Marketing budgets are usually the first in line for trimming when costs are high, but with social media and digital marketing strategies businesses can ramp up marketing efforts at lower cost. Digital marketing strategies like search engine optimization (SEO), social media marketing, email campaigns, and content marketing are often more effective now than traditional advertising and can generate broader awareness, attract new customers, and drive conversions.

For example:

Integrated marketing helps increase share of wallet and is a key component of a strong operator engagement strategy. In-app messages are delivered

  • at the right place
  • at the right time
  • to motivate operators to complete specific actions.

Customer Support

Customer retention and repeat purchasing is crucial to maintaining business during a downturn. A superior customer service experience can help foster this relationship.

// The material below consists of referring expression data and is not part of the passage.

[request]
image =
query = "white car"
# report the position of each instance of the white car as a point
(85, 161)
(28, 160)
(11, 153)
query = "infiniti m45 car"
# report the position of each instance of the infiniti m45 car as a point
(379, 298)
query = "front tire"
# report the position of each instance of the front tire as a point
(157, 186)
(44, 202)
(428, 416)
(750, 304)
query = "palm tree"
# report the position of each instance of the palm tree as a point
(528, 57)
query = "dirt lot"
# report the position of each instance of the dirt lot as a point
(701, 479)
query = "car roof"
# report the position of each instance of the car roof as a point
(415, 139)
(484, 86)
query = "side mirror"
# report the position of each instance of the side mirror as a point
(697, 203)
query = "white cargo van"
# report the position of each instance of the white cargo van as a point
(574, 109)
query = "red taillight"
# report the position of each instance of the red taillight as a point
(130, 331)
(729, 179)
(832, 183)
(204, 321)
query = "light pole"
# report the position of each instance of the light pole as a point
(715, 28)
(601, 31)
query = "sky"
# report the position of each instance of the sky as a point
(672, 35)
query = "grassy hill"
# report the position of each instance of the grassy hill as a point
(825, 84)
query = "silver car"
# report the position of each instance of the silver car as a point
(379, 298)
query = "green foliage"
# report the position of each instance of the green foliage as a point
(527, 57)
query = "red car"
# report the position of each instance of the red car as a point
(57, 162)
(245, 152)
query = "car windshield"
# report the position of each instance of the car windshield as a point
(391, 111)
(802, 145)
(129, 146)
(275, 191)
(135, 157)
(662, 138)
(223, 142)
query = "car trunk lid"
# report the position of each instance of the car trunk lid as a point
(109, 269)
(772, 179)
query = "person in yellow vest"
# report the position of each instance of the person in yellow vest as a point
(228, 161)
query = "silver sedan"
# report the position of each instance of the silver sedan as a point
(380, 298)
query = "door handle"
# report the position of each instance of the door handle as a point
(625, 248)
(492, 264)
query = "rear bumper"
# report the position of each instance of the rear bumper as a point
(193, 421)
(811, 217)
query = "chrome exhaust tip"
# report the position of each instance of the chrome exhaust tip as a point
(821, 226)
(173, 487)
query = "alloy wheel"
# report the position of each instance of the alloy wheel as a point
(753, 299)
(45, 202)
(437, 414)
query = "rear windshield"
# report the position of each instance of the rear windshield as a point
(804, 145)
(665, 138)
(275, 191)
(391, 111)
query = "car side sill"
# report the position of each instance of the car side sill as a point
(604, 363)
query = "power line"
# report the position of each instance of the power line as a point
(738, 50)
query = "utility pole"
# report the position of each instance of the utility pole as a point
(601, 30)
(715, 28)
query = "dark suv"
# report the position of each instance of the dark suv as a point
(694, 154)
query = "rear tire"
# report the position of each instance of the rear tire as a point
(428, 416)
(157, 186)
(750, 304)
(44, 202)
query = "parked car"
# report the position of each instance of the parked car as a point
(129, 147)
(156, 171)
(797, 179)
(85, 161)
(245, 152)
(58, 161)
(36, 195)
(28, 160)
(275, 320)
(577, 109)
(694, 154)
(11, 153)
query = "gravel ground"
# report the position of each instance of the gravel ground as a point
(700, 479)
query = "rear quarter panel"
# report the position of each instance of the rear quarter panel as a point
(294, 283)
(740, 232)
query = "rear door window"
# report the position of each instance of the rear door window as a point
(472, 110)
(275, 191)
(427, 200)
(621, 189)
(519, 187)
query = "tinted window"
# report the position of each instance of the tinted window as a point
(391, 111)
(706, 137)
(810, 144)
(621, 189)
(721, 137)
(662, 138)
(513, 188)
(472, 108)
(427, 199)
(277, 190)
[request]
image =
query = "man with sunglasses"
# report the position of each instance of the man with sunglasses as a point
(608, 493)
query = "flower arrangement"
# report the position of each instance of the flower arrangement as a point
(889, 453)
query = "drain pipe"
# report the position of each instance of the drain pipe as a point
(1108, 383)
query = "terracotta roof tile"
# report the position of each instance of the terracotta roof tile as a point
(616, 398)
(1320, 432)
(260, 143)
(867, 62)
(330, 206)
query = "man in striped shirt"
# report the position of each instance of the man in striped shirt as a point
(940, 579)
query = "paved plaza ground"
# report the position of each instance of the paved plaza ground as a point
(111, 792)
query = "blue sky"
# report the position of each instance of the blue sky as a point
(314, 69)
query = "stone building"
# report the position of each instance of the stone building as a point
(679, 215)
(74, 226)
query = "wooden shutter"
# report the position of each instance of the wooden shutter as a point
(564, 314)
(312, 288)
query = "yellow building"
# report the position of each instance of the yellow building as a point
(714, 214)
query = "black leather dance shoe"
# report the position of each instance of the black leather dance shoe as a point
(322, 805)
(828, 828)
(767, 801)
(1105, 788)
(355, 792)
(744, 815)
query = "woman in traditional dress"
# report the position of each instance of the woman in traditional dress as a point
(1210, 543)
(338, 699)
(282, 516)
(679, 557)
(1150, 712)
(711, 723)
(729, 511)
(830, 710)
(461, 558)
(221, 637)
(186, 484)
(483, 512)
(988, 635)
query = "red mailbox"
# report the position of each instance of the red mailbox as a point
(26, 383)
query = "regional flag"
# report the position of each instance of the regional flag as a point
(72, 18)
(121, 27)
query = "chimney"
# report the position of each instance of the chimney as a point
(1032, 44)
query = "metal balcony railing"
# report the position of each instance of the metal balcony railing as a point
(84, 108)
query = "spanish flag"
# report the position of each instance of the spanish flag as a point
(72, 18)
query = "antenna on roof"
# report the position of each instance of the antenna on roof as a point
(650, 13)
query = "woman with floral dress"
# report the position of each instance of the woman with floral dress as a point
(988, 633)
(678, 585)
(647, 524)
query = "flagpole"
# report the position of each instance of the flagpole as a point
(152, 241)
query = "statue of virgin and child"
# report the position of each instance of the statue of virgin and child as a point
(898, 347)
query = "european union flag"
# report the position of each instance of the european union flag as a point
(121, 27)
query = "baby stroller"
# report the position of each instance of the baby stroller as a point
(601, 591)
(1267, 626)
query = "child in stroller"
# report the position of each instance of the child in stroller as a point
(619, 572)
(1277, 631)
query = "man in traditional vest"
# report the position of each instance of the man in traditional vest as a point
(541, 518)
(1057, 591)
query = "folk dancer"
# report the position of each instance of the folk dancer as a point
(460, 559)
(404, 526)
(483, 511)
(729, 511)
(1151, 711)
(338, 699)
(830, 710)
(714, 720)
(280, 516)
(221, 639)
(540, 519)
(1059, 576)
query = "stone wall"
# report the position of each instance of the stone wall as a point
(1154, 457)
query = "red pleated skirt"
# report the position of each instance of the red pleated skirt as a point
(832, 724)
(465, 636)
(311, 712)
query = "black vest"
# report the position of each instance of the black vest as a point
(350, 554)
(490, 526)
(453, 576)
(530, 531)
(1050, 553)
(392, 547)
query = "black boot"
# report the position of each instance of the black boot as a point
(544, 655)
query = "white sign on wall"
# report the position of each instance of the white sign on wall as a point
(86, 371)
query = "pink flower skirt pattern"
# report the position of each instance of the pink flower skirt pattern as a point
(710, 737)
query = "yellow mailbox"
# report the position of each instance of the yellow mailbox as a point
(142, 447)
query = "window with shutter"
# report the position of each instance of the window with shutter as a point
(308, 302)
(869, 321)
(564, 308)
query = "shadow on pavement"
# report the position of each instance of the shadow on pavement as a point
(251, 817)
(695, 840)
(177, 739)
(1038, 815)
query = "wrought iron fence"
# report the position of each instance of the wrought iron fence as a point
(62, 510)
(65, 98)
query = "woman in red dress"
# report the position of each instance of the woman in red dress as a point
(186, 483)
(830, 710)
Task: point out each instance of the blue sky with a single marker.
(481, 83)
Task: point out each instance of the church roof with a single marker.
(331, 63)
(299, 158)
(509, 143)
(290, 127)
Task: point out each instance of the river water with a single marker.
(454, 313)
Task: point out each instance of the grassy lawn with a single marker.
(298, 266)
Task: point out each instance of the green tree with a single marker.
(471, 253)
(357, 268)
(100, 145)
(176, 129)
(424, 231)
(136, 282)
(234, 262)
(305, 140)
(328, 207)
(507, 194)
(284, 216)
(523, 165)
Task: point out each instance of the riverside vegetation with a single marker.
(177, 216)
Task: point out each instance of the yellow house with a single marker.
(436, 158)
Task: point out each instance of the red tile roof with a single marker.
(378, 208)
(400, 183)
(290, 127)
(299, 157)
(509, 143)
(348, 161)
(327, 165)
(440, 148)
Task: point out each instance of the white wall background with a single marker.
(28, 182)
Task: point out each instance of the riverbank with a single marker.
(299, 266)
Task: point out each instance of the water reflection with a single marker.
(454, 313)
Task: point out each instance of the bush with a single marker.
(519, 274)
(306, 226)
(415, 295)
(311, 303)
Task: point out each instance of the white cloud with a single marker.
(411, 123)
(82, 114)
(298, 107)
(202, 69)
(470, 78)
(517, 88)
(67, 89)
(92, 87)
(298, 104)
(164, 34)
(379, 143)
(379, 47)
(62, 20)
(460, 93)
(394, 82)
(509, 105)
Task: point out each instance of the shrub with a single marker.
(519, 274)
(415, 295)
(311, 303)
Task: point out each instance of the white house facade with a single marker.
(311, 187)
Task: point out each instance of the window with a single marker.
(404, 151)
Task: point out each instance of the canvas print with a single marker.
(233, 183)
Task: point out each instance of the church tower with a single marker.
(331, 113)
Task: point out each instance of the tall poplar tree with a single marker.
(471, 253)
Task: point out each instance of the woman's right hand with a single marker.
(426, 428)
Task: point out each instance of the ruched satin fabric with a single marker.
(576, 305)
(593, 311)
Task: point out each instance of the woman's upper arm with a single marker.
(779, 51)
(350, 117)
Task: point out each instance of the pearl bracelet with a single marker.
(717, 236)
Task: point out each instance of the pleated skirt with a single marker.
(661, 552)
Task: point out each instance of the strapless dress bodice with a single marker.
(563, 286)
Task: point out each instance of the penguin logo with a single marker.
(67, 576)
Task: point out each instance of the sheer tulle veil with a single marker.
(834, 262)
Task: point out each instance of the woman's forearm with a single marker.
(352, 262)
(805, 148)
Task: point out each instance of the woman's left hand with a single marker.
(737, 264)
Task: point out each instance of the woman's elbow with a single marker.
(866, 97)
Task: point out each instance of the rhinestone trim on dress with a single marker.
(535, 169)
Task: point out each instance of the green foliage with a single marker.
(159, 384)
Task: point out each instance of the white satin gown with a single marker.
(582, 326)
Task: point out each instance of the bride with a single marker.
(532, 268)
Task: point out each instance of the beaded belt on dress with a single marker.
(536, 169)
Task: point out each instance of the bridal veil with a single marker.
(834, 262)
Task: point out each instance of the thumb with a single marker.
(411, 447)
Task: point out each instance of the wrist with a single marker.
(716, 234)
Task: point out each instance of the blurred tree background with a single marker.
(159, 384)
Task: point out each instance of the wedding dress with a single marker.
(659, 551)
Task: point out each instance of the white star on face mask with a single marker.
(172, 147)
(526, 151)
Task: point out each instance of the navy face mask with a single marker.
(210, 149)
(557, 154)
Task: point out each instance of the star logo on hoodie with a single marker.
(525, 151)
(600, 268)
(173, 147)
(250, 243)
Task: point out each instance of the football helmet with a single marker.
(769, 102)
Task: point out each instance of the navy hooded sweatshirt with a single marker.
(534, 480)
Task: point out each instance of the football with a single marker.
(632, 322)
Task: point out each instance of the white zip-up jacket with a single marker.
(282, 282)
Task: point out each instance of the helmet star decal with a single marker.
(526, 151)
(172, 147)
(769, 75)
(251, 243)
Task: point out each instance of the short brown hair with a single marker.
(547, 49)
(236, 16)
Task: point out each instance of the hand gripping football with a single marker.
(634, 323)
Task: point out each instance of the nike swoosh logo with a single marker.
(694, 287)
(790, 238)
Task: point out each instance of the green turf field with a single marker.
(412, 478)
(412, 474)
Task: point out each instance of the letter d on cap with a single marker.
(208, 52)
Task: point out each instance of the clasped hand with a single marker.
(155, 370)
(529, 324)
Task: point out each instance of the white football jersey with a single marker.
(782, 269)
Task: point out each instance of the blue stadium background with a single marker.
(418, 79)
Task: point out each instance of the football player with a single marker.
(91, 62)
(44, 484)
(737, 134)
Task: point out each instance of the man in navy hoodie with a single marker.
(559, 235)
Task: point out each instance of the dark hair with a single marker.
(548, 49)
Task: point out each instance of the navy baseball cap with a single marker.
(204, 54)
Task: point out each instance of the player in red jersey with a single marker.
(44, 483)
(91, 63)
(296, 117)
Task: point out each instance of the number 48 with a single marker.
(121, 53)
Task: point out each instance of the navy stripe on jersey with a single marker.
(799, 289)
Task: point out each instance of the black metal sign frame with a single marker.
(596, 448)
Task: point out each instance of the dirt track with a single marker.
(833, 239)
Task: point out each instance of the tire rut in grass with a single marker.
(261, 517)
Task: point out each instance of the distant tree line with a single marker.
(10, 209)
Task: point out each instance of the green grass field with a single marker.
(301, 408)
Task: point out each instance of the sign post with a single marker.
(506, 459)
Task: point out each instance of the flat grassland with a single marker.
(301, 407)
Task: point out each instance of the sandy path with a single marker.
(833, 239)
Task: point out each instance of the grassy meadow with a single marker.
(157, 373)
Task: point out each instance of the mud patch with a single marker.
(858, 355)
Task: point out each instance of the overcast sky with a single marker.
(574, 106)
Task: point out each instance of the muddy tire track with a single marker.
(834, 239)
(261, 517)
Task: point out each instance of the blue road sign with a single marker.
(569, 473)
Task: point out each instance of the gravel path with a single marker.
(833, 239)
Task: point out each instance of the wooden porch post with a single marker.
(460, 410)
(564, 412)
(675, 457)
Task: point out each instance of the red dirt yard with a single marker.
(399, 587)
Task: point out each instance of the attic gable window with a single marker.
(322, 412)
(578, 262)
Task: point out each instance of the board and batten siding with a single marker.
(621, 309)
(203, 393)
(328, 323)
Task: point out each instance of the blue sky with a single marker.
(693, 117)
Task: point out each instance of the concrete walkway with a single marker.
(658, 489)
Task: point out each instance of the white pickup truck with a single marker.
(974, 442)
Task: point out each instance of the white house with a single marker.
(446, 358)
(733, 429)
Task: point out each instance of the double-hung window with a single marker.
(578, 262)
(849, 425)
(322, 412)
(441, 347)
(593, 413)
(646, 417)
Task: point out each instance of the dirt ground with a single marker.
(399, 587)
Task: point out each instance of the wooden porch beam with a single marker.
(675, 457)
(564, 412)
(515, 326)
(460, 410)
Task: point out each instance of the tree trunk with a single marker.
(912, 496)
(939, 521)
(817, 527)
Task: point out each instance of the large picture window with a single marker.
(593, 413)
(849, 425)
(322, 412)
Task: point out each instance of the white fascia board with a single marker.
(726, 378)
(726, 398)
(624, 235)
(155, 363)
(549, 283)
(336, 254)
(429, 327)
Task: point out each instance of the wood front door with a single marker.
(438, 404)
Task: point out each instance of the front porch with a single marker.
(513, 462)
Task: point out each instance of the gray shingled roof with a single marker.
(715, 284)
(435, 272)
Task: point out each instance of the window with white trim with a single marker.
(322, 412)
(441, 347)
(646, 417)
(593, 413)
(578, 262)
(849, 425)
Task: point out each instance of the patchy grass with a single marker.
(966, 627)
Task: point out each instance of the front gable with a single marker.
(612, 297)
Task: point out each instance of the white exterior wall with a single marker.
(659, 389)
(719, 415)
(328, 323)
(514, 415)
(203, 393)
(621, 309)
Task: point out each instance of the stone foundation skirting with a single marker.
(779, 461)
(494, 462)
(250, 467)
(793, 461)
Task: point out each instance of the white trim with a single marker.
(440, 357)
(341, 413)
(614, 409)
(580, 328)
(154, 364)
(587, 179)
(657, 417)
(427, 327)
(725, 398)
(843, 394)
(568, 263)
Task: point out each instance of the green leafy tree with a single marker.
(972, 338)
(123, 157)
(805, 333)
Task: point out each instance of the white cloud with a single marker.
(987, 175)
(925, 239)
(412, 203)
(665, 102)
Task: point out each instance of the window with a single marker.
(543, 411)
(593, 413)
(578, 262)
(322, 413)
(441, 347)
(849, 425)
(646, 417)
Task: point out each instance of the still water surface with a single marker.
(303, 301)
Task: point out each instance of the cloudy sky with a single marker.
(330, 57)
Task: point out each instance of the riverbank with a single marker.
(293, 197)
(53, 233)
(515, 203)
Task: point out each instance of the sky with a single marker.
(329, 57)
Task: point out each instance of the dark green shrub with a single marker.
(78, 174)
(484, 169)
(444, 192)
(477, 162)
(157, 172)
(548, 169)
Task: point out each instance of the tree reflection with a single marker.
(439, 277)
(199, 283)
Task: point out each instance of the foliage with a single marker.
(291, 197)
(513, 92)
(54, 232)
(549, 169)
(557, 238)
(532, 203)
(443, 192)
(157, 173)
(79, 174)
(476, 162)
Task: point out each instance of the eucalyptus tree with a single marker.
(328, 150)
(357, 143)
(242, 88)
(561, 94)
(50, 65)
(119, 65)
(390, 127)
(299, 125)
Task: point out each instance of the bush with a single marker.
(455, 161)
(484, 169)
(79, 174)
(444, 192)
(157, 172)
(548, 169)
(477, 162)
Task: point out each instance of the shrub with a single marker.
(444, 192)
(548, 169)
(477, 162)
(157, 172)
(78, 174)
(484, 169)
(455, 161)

AI-powered chatbots and customer support assistants can instantly ramp up customer service by delivering prompt responses to customer queries. Food distributors can use these bots to reply to repetitive or frequently occurring queries, saving labor which can be better utilized elsewhere. These bots can also successfully triage and route more advanced queries for sales reps to respond to. Quick and efficient customer service will lead to higher customer satisfaction and retention as well.

Internet of Things (IoT)

IoT devices can be installed in warehouses, trucks, kitchens and dining areas to collect data on customer movements, equipment performance, inventory, energy consumption and other ‘white noise’ data which can be extremely insightful when analyzed.

IoT devices which measure inventory levels in the warehouse can be used to trigger an alert to the distributor's purchasing team when stocks are running low, or they can be used for truck or equipment maintenance, allowing staff to optimize their labor and time.